Pour atteindre cet objectif, le gouvernement a lancé un vaste programme national destiné à améliorer la productivité de la filière café. Ce plan quinquennal a été au cœur d’un forum organisé le week-end dernier, réunissant producteurs, exportateurs, chercheurs, responsables régionaux et représentants d’associations de caféiculteurs.
Le ministre a rappelé que les exportations de café devraient générer près de 3 milliards de dollars de recettes au terme de la campagne en cours. Il a toutefois souligné que les rendements restent inférieurs aux standards internationaux, avec une production de moins de 9 quintaux par hectare, contre une moyenne mondiale d’environ 15 quintaux.
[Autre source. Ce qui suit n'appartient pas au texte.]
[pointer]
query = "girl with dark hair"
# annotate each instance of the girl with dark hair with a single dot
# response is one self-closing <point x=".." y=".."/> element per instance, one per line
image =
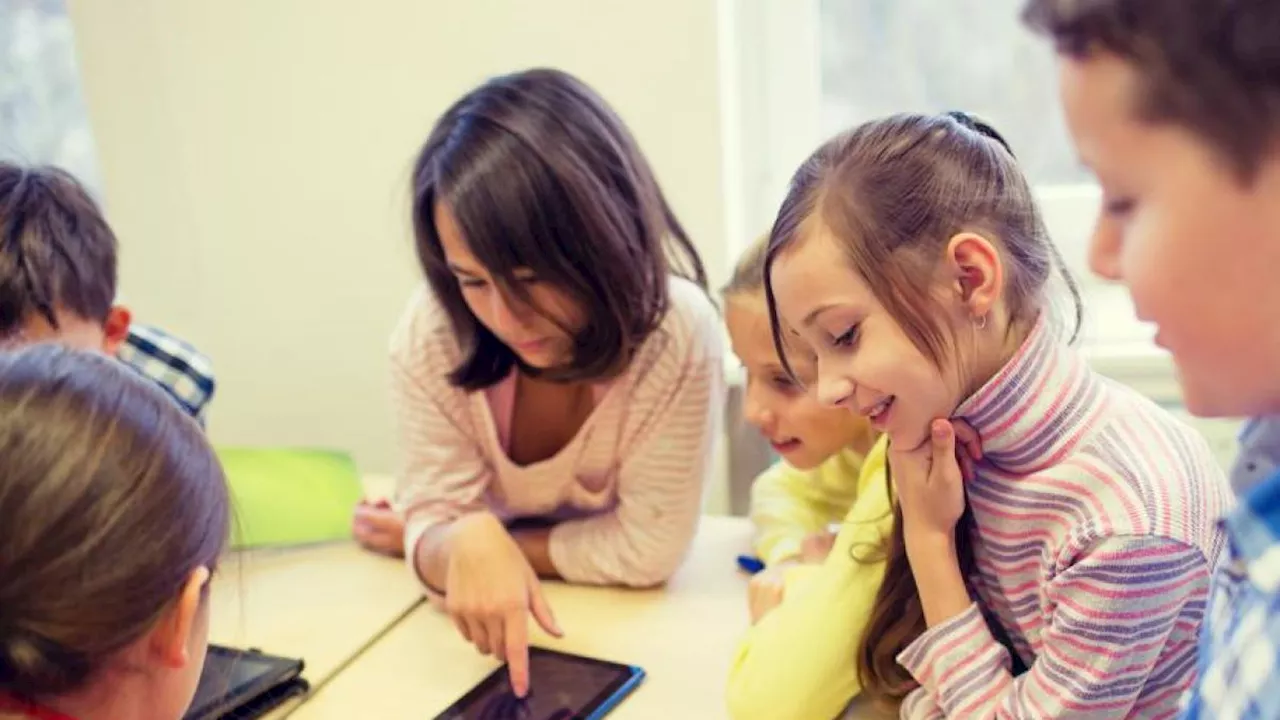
<point x="114" y="514"/>
<point x="560" y="378"/>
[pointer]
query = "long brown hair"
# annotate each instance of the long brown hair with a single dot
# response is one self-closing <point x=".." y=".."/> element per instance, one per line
<point x="542" y="174"/>
<point x="109" y="499"/>
<point x="894" y="192"/>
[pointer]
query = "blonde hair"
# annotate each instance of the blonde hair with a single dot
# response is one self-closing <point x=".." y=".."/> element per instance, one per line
<point x="748" y="276"/>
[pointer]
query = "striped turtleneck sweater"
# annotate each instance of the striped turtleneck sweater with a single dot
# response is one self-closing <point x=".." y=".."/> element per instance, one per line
<point x="1095" y="538"/>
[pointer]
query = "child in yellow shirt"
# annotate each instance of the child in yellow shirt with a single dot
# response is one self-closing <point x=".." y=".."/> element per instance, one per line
<point x="810" y="604"/>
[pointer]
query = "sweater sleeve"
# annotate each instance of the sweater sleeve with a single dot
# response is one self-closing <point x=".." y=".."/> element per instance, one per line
<point x="1115" y="610"/>
<point x="799" y="660"/>
<point x="789" y="504"/>
<point x="443" y="473"/>
<point x="675" y="419"/>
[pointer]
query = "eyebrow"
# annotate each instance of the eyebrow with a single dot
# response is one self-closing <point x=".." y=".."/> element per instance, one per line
<point x="813" y="314"/>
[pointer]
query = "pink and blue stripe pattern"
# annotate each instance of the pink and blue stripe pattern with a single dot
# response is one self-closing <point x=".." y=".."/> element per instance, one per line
<point x="1096" y="534"/>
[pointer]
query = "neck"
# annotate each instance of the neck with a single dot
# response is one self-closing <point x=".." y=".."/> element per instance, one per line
<point x="996" y="346"/>
<point x="115" y="695"/>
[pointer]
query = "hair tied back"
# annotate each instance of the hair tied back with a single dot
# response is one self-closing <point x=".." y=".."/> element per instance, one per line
<point x="981" y="127"/>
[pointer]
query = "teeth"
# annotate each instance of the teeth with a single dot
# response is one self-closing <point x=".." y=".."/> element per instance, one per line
<point x="880" y="408"/>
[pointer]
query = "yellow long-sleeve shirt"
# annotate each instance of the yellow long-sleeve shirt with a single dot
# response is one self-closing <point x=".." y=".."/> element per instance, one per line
<point x="799" y="660"/>
<point x="789" y="504"/>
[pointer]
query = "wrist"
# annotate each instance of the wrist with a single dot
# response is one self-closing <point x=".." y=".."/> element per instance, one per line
<point x="929" y="546"/>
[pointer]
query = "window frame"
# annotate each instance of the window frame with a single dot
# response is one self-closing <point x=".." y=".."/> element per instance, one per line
<point x="773" y="80"/>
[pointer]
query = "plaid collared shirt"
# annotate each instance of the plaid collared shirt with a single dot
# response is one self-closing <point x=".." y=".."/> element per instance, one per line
<point x="182" y="370"/>
<point x="1239" y="647"/>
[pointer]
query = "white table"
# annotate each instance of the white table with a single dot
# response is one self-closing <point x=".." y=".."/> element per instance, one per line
<point x="684" y="636"/>
<point x="324" y="604"/>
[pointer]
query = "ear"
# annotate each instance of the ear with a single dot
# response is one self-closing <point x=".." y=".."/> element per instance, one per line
<point x="170" y="639"/>
<point x="977" y="273"/>
<point x="115" y="328"/>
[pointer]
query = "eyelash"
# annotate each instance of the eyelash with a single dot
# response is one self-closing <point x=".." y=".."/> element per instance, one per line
<point x="848" y="338"/>
<point x="1118" y="208"/>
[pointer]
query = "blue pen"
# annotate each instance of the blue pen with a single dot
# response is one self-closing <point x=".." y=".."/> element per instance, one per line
<point x="750" y="565"/>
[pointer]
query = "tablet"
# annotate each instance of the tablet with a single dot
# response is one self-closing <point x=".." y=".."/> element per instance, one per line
<point x="562" y="687"/>
<point x="243" y="684"/>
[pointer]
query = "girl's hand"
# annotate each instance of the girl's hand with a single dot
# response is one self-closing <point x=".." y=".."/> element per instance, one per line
<point x="490" y="591"/>
<point x="929" y="486"/>
<point x="379" y="528"/>
<point x="764" y="589"/>
<point x="968" y="447"/>
<point x="817" y="546"/>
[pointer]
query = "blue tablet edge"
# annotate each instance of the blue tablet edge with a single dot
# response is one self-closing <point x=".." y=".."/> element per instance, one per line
<point x="618" y="695"/>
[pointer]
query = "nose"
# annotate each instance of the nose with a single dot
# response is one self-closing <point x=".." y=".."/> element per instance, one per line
<point x="754" y="410"/>
<point x="833" y="391"/>
<point x="1105" y="250"/>
<point x="507" y="314"/>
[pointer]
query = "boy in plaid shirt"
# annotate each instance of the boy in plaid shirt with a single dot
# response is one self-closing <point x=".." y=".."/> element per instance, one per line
<point x="58" y="276"/>
<point x="1175" y="106"/>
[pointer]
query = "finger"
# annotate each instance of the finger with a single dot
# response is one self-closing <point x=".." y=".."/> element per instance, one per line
<point x="516" y="651"/>
<point x="542" y="611"/>
<point x="461" y="624"/>
<point x="497" y="637"/>
<point x="967" y="466"/>
<point x="944" y="450"/>
<point x="479" y="634"/>
<point x="968" y="437"/>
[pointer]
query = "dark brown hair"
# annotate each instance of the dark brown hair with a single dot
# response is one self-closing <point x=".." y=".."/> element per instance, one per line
<point x="1207" y="65"/>
<point x="542" y="174"/>
<point x="56" y="251"/>
<point x="894" y="192"/>
<point x="109" y="499"/>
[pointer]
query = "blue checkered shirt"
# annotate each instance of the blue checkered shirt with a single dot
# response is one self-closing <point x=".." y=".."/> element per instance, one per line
<point x="182" y="370"/>
<point x="1239" y="648"/>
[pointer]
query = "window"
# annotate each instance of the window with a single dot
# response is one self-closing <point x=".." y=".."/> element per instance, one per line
<point x="42" y="117"/>
<point x="807" y="69"/>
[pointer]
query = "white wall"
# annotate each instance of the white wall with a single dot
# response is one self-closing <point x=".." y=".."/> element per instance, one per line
<point x="255" y="158"/>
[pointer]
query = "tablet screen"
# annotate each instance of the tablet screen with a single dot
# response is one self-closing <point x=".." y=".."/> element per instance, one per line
<point x="562" y="687"/>
<point x="234" y="674"/>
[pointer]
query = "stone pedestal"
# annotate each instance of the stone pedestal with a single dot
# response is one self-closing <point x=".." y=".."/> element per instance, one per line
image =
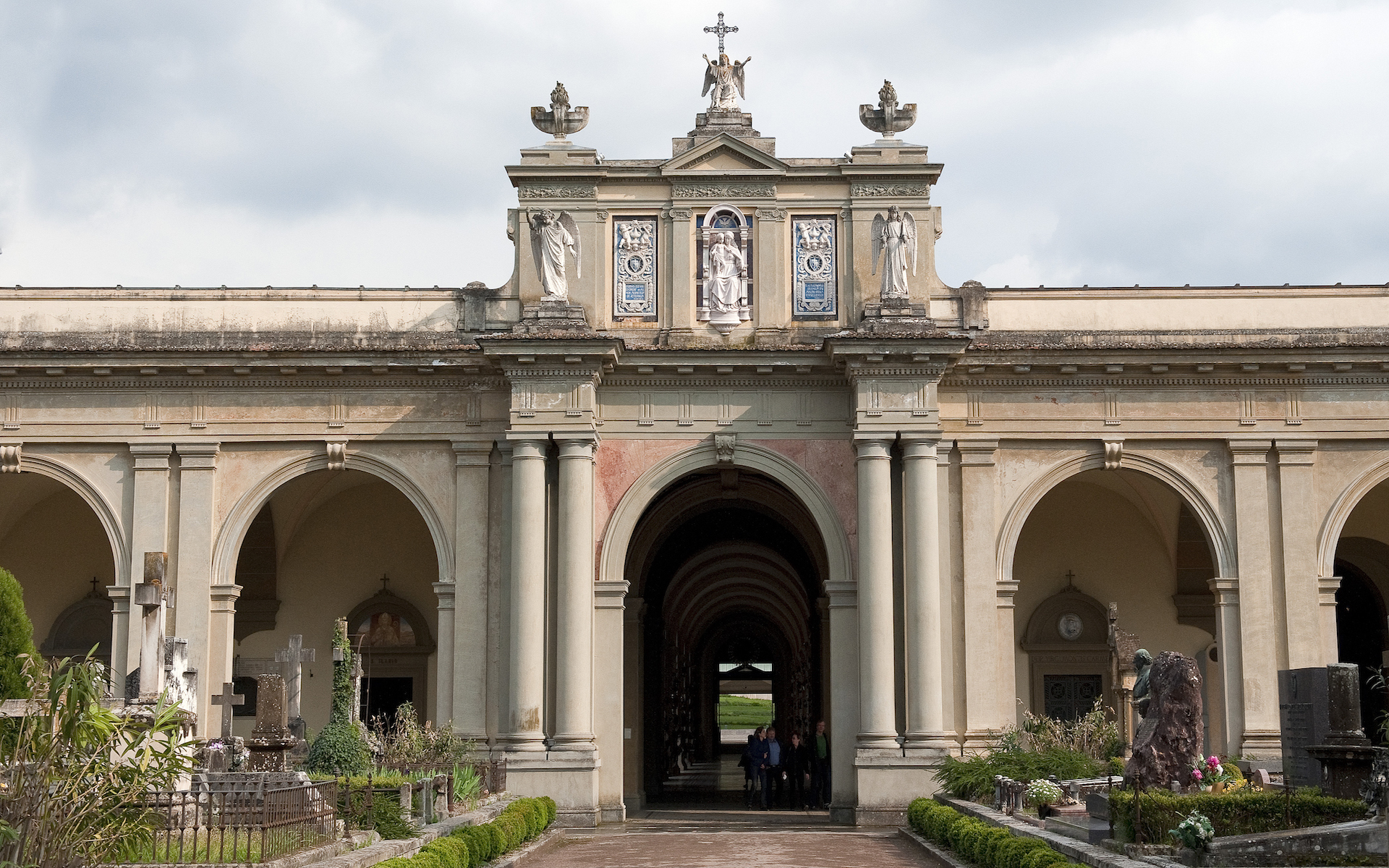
<point x="896" y="317"/>
<point x="552" y="315"/>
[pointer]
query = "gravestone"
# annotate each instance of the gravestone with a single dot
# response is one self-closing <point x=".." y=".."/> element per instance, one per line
<point x="271" y="739"/>
<point x="1303" y="705"/>
<point x="1345" y="754"/>
<point x="1168" y="742"/>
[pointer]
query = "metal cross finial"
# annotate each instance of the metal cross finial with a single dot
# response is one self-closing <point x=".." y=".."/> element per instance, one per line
<point x="721" y="30"/>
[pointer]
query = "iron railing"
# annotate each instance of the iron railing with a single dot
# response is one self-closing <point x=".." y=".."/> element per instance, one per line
<point x="237" y="827"/>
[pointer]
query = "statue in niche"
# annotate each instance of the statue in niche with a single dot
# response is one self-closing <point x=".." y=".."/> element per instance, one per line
<point x="551" y="237"/>
<point x="726" y="279"/>
<point x="898" y="237"/>
<point x="727" y="82"/>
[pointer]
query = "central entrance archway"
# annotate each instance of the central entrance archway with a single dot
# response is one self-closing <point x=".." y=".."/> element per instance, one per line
<point x="731" y="567"/>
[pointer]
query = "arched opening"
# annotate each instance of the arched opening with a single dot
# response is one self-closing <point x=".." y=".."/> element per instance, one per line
<point x="1362" y="560"/>
<point x="332" y="545"/>
<point x="1099" y="538"/>
<point x="731" y="569"/>
<point x="54" y="545"/>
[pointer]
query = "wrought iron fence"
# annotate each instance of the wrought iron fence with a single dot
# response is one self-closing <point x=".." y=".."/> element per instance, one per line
<point x="253" y="825"/>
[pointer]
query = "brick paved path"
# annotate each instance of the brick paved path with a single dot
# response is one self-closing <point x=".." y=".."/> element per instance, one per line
<point x="699" y="838"/>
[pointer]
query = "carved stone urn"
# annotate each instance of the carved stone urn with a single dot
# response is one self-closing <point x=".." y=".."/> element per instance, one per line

Les données présentées lors de cette rencontre, relayées par la presse locale, montrent que le Brésil, premier producteur mondial de café, enregistre un rendement moyen de 15 quintaux par hectare, tandis que celui de l’Éthiopie oscille entre 8 et 9 quintaux.
Pilier de l’économie nationale, le café représente près de 4 % du produit intérieur brut (PIB) du pays. La filière assure les moyens de subsistance d’environ 30 millions d’éthiopiens et génère entre 35 % et 40 % des recettes en devises, ce qui en fait le premier produit agricole d’exportation de l’Ethiopie.